Mary Nighy‘s feature film debut “Alice, Darling” is a straightforward drama about being caught up in a bad romance. The telltale signs seem obvious to outsiders like her friends and viewers, but to Alice she still performs the mental gymnastics of justifying his controlling demands on her body, attention, and time, interpreting them as love and affection. She’s dug into a defensive position, unable to see the damage Simon’s behavior has caused her, how she fears asking for time to herself, how suffocatingly he clings to her skin.

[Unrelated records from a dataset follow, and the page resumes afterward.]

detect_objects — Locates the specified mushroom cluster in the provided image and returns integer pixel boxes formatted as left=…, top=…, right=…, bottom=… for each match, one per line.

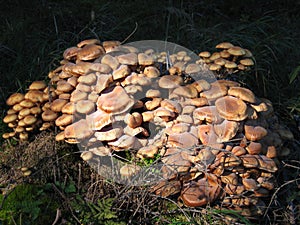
left=2, top=81, right=53, bottom=141
left=2, top=39, right=294, bottom=216
left=198, top=42, right=254, bottom=78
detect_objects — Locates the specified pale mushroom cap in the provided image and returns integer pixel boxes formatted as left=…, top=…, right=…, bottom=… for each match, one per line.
left=144, top=66, right=160, bottom=78
left=199, top=51, right=211, bottom=58
left=96, top=86, right=134, bottom=114
left=215, top=96, right=248, bottom=121
left=117, top=53, right=138, bottom=65
left=158, top=75, right=183, bottom=89
left=119, top=164, right=141, bottom=177
left=228, top=86, right=256, bottom=103
left=75, top=100, right=95, bottom=114
left=185, top=63, right=201, bottom=74
left=95, top=127, right=123, bottom=141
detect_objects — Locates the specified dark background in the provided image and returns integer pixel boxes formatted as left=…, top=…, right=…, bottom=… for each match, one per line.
left=1, top=0, right=300, bottom=120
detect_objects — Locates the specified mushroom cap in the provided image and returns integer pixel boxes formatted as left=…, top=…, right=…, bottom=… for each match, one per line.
left=172, top=85, right=198, bottom=98
left=29, top=81, right=47, bottom=90
left=228, top=86, right=256, bottom=103
left=158, top=75, right=183, bottom=89
left=95, top=127, right=123, bottom=141
left=19, top=99, right=35, bottom=108
left=6, top=93, right=25, bottom=106
left=213, top=120, right=239, bottom=142
left=63, top=46, right=80, bottom=60
left=200, top=83, right=228, bottom=100
left=224, top=61, right=238, bottom=69
left=101, top=54, right=120, bottom=70
left=199, top=51, right=211, bottom=58
left=144, top=66, right=160, bottom=78
left=146, top=89, right=161, bottom=98
left=209, top=52, right=221, bottom=61
left=215, top=96, right=248, bottom=121
left=19, top=108, right=32, bottom=118
left=167, top=131, right=198, bottom=148
left=112, top=65, right=131, bottom=80
left=137, top=145, right=158, bottom=159
left=77, top=73, right=97, bottom=85
left=227, top=46, right=246, bottom=56
left=50, top=99, right=68, bottom=112
left=42, top=109, right=58, bottom=122
left=3, top=114, right=17, bottom=123
left=77, top=39, right=101, bottom=48
left=119, top=164, right=141, bottom=177
left=86, top=109, right=113, bottom=131
left=138, top=53, right=154, bottom=65
left=55, top=114, right=73, bottom=127
left=244, top=125, right=267, bottom=141
left=240, top=58, right=254, bottom=66
left=215, top=42, right=234, bottom=49
left=209, top=63, right=221, bottom=71
left=23, top=115, right=37, bottom=125
left=64, top=119, right=94, bottom=140
left=181, top=174, right=221, bottom=207
left=117, top=53, right=138, bottom=65
left=97, top=86, right=134, bottom=114
left=25, top=90, right=44, bottom=102
left=75, top=100, right=95, bottom=114
left=185, top=63, right=201, bottom=74
left=77, top=44, right=105, bottom=61
left=193, top=106, right=223, bottom=124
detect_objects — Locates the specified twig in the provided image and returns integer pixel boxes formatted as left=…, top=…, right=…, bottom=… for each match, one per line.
left=52, top=208, right=61, bottom=225
left=51, top=183, right=81, bottom=224
left=264, top=178, right=300, bottom=217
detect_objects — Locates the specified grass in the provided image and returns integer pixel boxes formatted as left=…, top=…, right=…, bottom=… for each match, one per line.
left=1, top=0, right=300, bottom=224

Nighy balances these perspectives as generously as she can. Almost every exchange or nervous glance from friend to friend or lover to lover feels like a hostage negotiation. What should be tender moments between the young couple are often cruel bouts of verbal and emotional abuse. The tension of the situation is baked into every confrontational staging between the pair or how detached Alice looks and feels from her friends. Even when Simon is not physically there in the scene, the fallout of his presence is visually evident. It has isolated Alice from those who truly care for her.
The murky nature of Alice’s relationship is transferred to the aesthetics of the film thanks to the cinema Mike McLaughlin. Alice’s world looks a little less bright than the one her friends live in, as if she only ventures out on cloudy days. There is a warm tone to the boyfriend’s cabin trip to the woods, but something still seems like the peace and quiet of the location is somehow missing. In a move that overcomplicates the already tense drama, Alanna Francis‘ script adds an element of danger to their trip through a subplot about a missing young woman. Alice becomes fixated on her, perhaps fatalistically, and the mystery becomes an excuse for Simon to escalate his control over her. Maybe it’s to be a cautionary tale for Alice or something to entice her to escape, but none of this is as effective as her narrative journey with her friends.